Il Napoli non riesce a mantenere la testa della classifica uscendo dal Ferraris di Genova con un solo punto.
Partita con un livello agonistico alto e ritmi vertiginosi, forse una delle più belle di queste prime giornate.
Il Genoa ben messo in campo da Juric gioca una partita a viso aperto soprattutto nel primo tempo.
Gli uomini di Sarri, d'altro canto, giocano con la voglia e lo spirito di chi sa di essere forte e cerca di mantenere il primato a tutti i costi.
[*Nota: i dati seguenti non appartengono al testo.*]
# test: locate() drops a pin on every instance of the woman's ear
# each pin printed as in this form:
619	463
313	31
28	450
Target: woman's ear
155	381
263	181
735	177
Azzurri spesso questa sera leziosi soprattutto negli ultimi 15 metri,
peccano di egoismo in alcuni uomini chiave quali Mertens e Callejon e questo è un errore imperdonabile.
La prima regola che insegnano nelle scuole calcio è che deve segnare chi è meglio posizionato.
Nel primo tempo, a parte qualche percussione pericolosa genoana, le palle goal sono tutte azzurre.
Hamsik colpisce una clamorosa traversa e Perin compie un miracolo su colpo di testa di Milik. Il Napoli fa tanto possesso palla, ma sembra poco lucido negli ultimi metri sprecando ottime ripartenze. Non concesso un rigore agli azzurri per fallo di mano di Ocampos in area genoana.
Nel secondo tempo gli uomini di Sarri entrano in campo decisi a portare a casa i tre punti ma, ancora, l'egoismo e l'imprecisione ne fanno da padrone prima con Callejon poi Hamsik, Albiol ed infine Insigne subentrato ad un'evanescente Mertens sbaglia a tu per tu con Perin. Nel finale il Napoli crolla e rischia addirittura la beffa nelle ripartenze genoane, salva due volte il redivivo Pepe Reina. Anche nel secondo tempo al Napoli viene negato un secondo rigore per trattenuta evidente su Milik. Se ci mettiamo i due di stasera più il primo con il Pescara siamo a tre, proprio nelle partite pareggiate dagli azzurri.
Il Napoli stasera ha peccato di cinismo, si è specchiato troppo e soprattutto inizia a sentirsi la stanchezza di queste partite ravvicinate.
Male Mertens. Stanco in toto il centrocampo. In affanno sia Ghoulam che Hysai. Poco lucido Callejon.
Anche il decantato Zielinsky entra e sembra la brutta copia di quello ammirato fino a domenica scorsa.
Una partita che il Napoli ai punti meritava comunque di vincere ma che in realtà ha rischiato di perdere. Bisogna giocare sempre per la squadra e non si deve peccare di egoismo e inutili fronzoli. Mister Sarri deve al più presto inserire i nuovi acquisti quali Rog, Diawara, Giaccherini ecc.ecc. La stanchezza inizia a sentirsi e se non si girano tutti e 17-18 giocatori si rischiano anche cocenti beffe dovute alla poco lucidità.
Non si può non segnalare che il Napoli ancora una volta è "sfortunato" con gli arbitri, D'Amato sbaglia tutto quello che poteva sbagliare nell'area genoana. Si spera prima o poi in una dolce compensazione.
Voltiamo pagina, un pareggio a Genova ci può stare. Gambe e mente al sorprendente Chievo che i partenopei affronteranno a Fuorigrotta sabato. I tre punti sono d'obbligo!!!